A map of Capital Region Water land around the DeHart, with the parcel proposed to be sold at right, in purple. Courtesy of Capital Region Water.

A map of Capital Region Water land around the DeHart, with the parcel proposed to be sold at upper right, in purple. Courtesy of Capital Region Water.

Williams, in an interview about the proposed sale last week, said her “gut feeling” was that the deal represented a window of opportunity to ensure preservation while generating much-needed revenues for the authority’s capital projects.

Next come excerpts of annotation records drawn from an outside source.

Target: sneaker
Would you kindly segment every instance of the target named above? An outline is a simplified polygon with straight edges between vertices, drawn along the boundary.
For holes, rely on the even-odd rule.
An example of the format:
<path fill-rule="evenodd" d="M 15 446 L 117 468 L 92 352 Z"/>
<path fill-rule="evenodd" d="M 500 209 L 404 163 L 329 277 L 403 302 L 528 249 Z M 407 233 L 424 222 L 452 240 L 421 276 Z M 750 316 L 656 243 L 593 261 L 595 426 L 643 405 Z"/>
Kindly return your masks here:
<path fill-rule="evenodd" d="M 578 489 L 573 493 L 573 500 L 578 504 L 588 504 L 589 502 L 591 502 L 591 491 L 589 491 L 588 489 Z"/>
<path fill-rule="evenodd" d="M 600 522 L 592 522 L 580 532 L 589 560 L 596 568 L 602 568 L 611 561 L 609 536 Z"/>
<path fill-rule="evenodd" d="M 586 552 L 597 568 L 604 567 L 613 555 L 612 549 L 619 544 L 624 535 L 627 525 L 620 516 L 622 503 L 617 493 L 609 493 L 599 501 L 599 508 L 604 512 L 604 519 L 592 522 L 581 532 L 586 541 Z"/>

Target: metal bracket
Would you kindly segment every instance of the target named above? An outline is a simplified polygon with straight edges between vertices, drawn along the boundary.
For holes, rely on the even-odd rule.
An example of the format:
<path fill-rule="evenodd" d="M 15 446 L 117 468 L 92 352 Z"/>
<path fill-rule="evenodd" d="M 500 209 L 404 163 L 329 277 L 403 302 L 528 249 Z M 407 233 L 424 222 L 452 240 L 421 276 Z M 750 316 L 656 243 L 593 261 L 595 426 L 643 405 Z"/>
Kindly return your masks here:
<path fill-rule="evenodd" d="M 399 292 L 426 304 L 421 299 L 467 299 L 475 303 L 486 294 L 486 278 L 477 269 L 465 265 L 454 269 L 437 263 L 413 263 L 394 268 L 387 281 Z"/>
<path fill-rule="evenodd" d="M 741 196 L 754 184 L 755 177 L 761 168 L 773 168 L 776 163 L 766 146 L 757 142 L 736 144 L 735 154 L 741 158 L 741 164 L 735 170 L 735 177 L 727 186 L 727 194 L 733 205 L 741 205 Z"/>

Among those projects are comprehensive evaluations of the transmission mains that bring water to the city from the DeHart and from the Susquehanna River, as well as an assessment of the condition of authority pipes throughout the water system.

The authority will have a projected $5 million in capital expenses on the water system each year for the foreseeable future, with no current funding strategy in place for such projects beginning in 2016, according to Williams.

If the board passed on the current proposal, Williams said, she feared a similar opportunity would not come along again any time soon. And a future authority, under different leadership and facing new financial obligations, might consider an agreement without preservation guarantees.

At the same time, Williams said she wanted to ensure members of the public had adequate time to consider the decision and offer their input at hearings.

“I want devil’s advocates all over the place,” she said.

The proposed sale will appear before the Capital Region Water board at their regular meeting at 6 p.m. this Wednesday, on the first floor of 212 Locust St., Harrisburg.

Wednesday’s meeting is not the first time the sale comes before the board. In July, the board unanimously authorized the negotiation of a preliminary sale agreement.

If the board votes Wednesday to consider the sale, the authority will commission an engineering report and will schedule public hearings before a final vote in February.